Whenever there is rent, entrepreneurs compete on milking it. Efficient ones to get higher share of the pie. These are held accountable when inquiries are conducted on the basis of ‘existing rules of business'. In IPPs, those who ran plants more efficiently than stated efficiency levels are in the limelight. Same is the case of sugar where better run mills made more money. Grabbing the smart businesspersons is like taking away efficiencies from the system. It's better to focus on correcting the system to let them compete in deregulated rules of business.

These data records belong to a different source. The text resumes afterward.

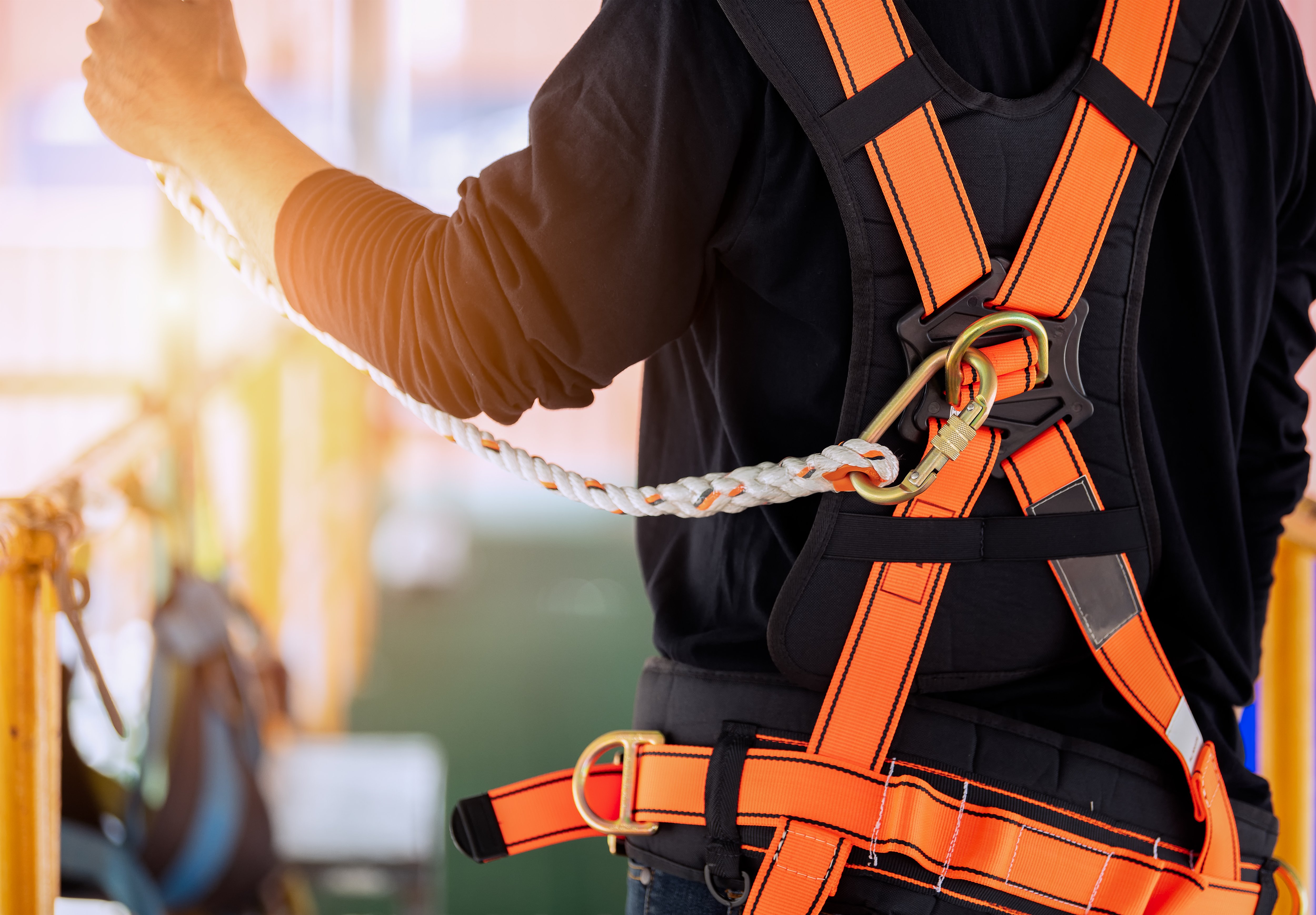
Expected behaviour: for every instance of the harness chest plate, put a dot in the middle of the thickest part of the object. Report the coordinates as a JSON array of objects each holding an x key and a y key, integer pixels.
[{"x": 1024, "y": 415}]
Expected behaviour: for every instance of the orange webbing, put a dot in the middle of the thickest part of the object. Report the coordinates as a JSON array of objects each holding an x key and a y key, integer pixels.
[
  {"x": 1132, "y": 657},
  {"x": 801, "y": 871},
  {"x": 956, "y": 838},
  {"x": 540, "y": 812},
  {"x": 1016, "y": 370},
  {"x": 1072, "y": 218},
  {"x": 886, "y": 639},
  {"x": 936, "y": 223},
  {"x": 830, "y": 804}
]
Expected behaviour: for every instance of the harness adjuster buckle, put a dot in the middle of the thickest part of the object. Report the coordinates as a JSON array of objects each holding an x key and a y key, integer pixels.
[
  {"x": 630, "y": 744},
  {"x": 1023, "y": 417}
]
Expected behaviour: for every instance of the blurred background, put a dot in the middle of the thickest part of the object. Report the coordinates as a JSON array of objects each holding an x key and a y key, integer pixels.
[{"x": 322, "y": 623}]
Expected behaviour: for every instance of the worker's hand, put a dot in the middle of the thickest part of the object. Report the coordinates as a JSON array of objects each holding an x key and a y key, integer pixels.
[{"x": 162, "y": 72}]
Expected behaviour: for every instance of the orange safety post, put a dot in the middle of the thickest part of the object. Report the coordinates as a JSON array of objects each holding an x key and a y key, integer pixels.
[{"x": 1288, "y": 709}]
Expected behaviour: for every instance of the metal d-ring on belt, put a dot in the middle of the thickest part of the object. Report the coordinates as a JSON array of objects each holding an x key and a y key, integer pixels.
[{"x": 964, "y": 423}]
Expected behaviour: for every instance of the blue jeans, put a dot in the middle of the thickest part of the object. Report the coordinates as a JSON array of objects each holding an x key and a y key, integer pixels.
[{"x": 655, "y": 893}]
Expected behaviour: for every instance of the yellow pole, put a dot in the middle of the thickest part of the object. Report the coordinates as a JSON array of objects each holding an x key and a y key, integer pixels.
[
  {"x": 1289, "y": 693},
  {"x": 29, "y": 727}
]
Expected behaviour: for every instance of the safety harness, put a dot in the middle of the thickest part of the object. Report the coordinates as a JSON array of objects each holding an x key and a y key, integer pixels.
[{"x": 839, "y": 801}]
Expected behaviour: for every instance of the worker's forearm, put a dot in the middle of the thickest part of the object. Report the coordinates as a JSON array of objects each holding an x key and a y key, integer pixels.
[{"x": 252, "y": 164}]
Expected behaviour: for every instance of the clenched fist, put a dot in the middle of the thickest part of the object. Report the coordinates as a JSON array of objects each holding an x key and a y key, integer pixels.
[{"x": 161, "y": 72}]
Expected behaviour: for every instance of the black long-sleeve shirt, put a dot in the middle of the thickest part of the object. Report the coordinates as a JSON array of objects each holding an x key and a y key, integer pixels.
[{"x": 670, "y": 210}]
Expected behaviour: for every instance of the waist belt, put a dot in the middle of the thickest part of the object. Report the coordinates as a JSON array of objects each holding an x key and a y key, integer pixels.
[{"x": 839, "y": 801}]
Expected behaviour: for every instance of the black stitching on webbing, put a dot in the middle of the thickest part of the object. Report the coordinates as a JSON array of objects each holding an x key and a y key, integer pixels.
[
  {"x": 988, "y": 464},
  {"x": 914, "y": 243},
  {"x": 1097, "y": 238},
  {"x": 1020, "y": 478},
  {"x": 965, "y": 891},
  {"x": 839, "y": 49},
  {"x": 772, "y": 863},
  {"x": 1160, "y": 49},
  {"x": 1152, "y": 642},
  {"x": 988, "y": 875},
  {"x": 951, "y": 176},
  {"x": 1235, "y": 889},
  {"x": 895, "y": 29},
  {"x": 935, "y": 798},
  {"x": 1078, "y": 468},
  {"x": 905, "y": 675},
  {"x": 845, "y": 672},
  {"x": 1131, "y": 690},
  {"x": 1056, "y": 187},
  {"x": 531, "y": 788},
  {"x": 556, "y": 833},
  {"x": 1115, "y": 8},
  {"x": 836, "y": 854}
]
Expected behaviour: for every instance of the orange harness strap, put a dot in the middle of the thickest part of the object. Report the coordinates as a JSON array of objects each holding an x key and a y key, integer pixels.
[
  {"x": 911, "y": 160},
  {"x": 963, "y": 830},
  {"x": 841, "y": 790},
  {"x": 1049, "y": 476},
  {"x": 1074, "y": 212}
]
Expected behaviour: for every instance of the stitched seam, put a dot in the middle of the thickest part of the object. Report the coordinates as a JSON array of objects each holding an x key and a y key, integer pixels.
[
  {"x": 882, "y": 810},
  {"x": 1018, "y": 840},
  {"x": 1060, "y": 812},
  {"x": 836, "y": 855},
  {"x": 1160, "y": 53},
  {"x": 1099, "y": 235},
  {"x": 895, "y": 29},
  {"x": 545, "y": 835},
  {"x": 1051, "y": 199},
  {"x": 1099, "y": 877},
  {"x": 1106, "y": 41},
  {"x": 770, "y": 865},
  {"x": 1078, "y": 468},
  {"x": 914, "y": 243},
  {"x": 910, "y": 660},
  {"x": 949, "y": 893},
  {"x": 1155, "y": 648},
  {"x": 1020, "y": 478},
  {"x": 855, "y": 651},
  {"x": 993, "y": 449},
  {"x": 839, "y": 49},
  {"x": 955, "y": 185},
  {"x": 955, "y": 838},
  {"x": 1131, "y": 692}
]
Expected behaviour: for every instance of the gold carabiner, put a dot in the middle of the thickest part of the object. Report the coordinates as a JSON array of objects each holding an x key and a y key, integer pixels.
[
  {"x": 964, "y": 424},
  {"x": 947, "y": 446},
  {"x": 970, "y": 335},
  {"x": 630, "y": 744}
]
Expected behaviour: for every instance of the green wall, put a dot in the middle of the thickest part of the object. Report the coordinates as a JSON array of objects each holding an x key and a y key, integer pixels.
[{"x": 515, "y": 671}]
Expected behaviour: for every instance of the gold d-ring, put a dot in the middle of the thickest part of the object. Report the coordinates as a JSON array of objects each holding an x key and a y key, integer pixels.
[{"x": 630, "y": 743}]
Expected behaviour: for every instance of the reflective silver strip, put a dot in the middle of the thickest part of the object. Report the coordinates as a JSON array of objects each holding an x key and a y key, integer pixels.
[{"x": 1185, "y": 734}]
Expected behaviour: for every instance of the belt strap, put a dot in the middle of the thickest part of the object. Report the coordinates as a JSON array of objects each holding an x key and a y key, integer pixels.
[{"x": 828, "y": 815}]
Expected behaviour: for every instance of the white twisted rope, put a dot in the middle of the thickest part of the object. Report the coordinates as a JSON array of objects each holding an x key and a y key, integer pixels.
[{"x": 691, "y": 497}]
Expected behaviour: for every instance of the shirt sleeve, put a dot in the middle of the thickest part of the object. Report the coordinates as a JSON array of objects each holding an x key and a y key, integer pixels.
[
  {"x": 565, "y": 263},
  {"x": 1273, "y": 463}
]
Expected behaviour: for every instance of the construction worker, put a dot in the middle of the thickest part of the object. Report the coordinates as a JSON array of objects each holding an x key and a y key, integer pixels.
[{"x": 749, "y": 197}]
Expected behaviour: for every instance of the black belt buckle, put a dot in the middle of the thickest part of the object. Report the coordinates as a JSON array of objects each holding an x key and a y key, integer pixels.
[{"x": 1023, "y": 417}]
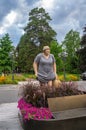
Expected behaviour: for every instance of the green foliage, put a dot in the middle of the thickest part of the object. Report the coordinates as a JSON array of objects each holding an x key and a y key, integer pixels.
[
  {"x": 56, "y": 49},
  {"x": 71, "y": 45},
  {"x": 38, "y": 28},
  {"x": 5, "y": 49},
  {"x": 37, "y": 34},
  {"x": 83, "y": 51}
]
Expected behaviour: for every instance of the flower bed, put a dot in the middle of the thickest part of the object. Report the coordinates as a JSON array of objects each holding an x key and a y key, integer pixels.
[{"x": 37, "y": 114}]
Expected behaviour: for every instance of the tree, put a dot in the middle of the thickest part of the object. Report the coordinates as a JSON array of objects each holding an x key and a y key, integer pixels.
[
  {"x": 83, "y": 51},
  {"x": 71, "y": 44},
  {"x": 38, "y": 29},
  {"x": 26, "y": 53},
  {"x": 56, "y": 49},
  {"x": 5, "y": 49},
  {"x": 37, "y": 34}
]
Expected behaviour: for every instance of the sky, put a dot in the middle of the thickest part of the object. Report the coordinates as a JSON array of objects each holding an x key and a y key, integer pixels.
[{"x": 65, "y": 15}]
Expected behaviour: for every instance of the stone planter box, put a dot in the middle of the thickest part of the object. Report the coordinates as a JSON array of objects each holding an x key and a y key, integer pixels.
[{"x": 69, "y": 113}]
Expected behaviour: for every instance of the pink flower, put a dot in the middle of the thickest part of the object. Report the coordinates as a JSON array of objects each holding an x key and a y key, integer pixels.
[{"x": 28, "y": 111}]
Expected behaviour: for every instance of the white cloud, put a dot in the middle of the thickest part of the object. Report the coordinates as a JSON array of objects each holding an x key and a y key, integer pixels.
[{"x": 8, "y": 21}]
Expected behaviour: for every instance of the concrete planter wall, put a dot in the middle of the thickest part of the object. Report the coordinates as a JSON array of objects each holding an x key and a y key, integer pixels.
[{"x": 69, "y": 114}]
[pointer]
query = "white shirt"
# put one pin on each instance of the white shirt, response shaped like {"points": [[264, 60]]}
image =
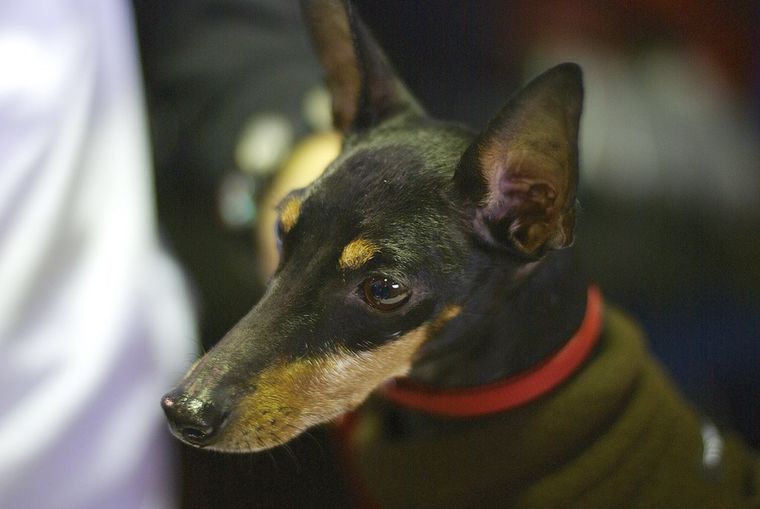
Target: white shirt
{"points": [[95, 323]]}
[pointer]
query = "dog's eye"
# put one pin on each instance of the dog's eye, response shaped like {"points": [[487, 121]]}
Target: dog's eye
{"points": [[384, 293]]}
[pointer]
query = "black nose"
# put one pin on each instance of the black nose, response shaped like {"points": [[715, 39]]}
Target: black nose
{"points": [[193, 420]]}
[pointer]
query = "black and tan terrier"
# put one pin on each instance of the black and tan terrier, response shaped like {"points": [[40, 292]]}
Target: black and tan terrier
{"points": [[427, 266]]}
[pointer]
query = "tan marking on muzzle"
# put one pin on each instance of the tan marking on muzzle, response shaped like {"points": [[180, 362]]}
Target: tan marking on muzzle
{"points": [[357, 253], [288, 398], [290, 213]]}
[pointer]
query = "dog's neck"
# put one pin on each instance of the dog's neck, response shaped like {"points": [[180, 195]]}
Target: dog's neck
{"points": [[510, 322]]}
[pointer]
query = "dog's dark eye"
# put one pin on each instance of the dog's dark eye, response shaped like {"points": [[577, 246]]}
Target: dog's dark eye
{"points": [[384, 293]]}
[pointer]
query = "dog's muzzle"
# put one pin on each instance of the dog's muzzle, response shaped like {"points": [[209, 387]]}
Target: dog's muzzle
{"points": [[193, 420]]}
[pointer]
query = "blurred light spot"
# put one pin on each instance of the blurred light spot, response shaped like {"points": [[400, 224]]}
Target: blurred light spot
{"points": [[237, 207], [263, 144], [317, 109]]}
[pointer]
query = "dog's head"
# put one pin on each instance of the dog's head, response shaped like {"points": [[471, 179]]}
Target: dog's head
{"points": [[380, 253]]}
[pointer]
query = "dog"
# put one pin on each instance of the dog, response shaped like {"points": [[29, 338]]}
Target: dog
{"points": [[427, 288]]}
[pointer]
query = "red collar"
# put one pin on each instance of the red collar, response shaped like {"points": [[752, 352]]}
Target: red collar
{"points": [[514, 391]]}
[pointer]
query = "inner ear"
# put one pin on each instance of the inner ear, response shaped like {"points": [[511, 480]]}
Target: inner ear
{"points": [[364, 88], [520, 174]]}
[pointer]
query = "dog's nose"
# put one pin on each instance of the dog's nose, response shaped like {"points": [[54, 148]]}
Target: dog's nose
{"points": [[193, 420]]}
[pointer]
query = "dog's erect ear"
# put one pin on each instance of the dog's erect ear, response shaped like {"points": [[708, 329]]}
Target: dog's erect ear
{"points": [[364, 88], [521, 172]]}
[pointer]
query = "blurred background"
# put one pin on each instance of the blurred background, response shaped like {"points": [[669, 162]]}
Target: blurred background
{"points": [[670, 194], [670, 153]]}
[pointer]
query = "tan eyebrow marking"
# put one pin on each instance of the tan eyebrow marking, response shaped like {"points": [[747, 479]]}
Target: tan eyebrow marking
{"points": [[290, 212], [357, 253]]}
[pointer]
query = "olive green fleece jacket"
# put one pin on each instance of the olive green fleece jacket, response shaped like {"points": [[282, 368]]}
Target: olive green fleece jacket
{"points": [[615, 435]]}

Sugar is a highly regulated industry. Provincial governments issue mills licenses. Political bigwigs get licenses. Or those who have licenses sneak their way to political power corridors. The sugarcane market is tightly regulated too. The growers can only sell to mills in their respective geographies. Provincial government sets price on cane. Then, the government attempts to regulate consumer price. Not to mention, excess has to be exported by providing subsidy. There are so many potential leakages in the process. There is an extent to which any government can guard those seepages.
At every level, government or regulator has to fix factors, which are best for the market to decide. Government does not have the capacity to evaluate the right support price of cane or the subsidy level and the quantity to export. Government's human and capital resources are deployed in fixing those variables. Forget about poor governance and incapacity of public sector; even with best systems, only markets can determine the equilibrium. These cannot be done ex-ante. It defies basic economic principles.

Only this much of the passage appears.